[libre-riscv-dev] [OpenPOWER-HDL-Cores] microwatt decoder tables: M-Form and X-Form switched RS and RB

Wed Jun 3 02:28:59 BST 2020

On Wed, Jun 3, 2020 at 1:41 AM Paul Mackerras <paulus at ozlabs.org> wrote:
> On Tue, Jun 02, 2020 at 01:10:37PM +0100, Luke Kenneth Casson Leighton wrote:
> > this therefore leaves me wondering if something similar was done for
> > POWER, where we've simply missed these patterns because they're just
> > not documented.
>
> As far as I can see, there are patterns like this to some extent, but
> not uniformly, and not as much as one would like.
>
> For example, with the condition register logical ops (crand etc.),
> there are 4 bits of the instruction word that give the truth table for
> the operation.

yes i saw that trick: utterly cool :)  actually using the instruction
field as a 4-bit lookup.

>  However, the fixed-point logical ops don't have that.

possibly because all permutations (particularly if you include immediates)
would simply have taken up too much of the major opcode space.

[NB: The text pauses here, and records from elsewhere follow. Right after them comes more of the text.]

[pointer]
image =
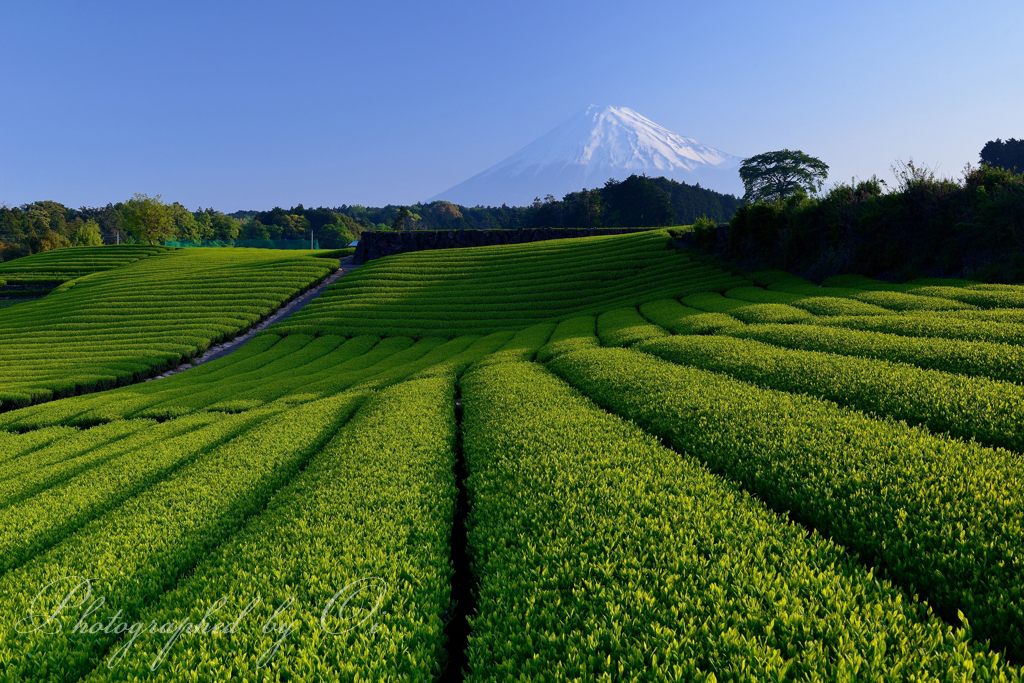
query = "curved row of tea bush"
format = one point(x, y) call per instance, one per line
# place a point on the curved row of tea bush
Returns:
point(967, 407)
point(64, 264)
point(115, 327)
point(941, 517)
point(358, 541)
point(489, 289)
point(138, 550)
point(601, 555)
point(997, 361)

> > however... is this fact encoded *in the instructions*?  i.e. is the
> > instruction set encoded such that:
>
> Appendix D (Opcode Maps) of the ISA is useful for investigating this
> sort of question.

ah good point.

> The add and sub instructions are on page 1365, with
> sub instructions in the first column (bits 1-5 of the instruction word
> being 01000) and add instructions in the third column (01010).  The
> ops that use CA for the carry input seem to be in rows 5-8 and 21-24
> (instruction bits 6-10 containing x01xx).  The ops that have the carry
> input set to one all have bit 6 of the instruction word = 1.

interesting.

> > if this principle has been applied across the board, in the ISA
> > design, the POWER instruction decoder phase could be drastically
> > simplified.  right now, the decoder is a massive 4 deep nested series
> > of Switch/Case statements, and consequently the number of gates
> > involved is enormous compared to other RISC architectures.
>
> I don't know of such a principle being applied in recent times, though
> there may have been such a principle in the very early days (early
> 90s).

RISC-V was based on the principle of "learning from past mistakes",
and a thorough analysis shows that one hell of a lot of thought has
gone into the ISA design.  i can say that it does indeed make for
a much simpler decoder.  the 16-bit C encoding for example, on first
sight, looks like a mess (bits all over the place), however when
implemented in hardware, several bits fall straight through without
needing to be MUXed, regardless of which Function Unit actually
needs those registers / sub-operations / etc.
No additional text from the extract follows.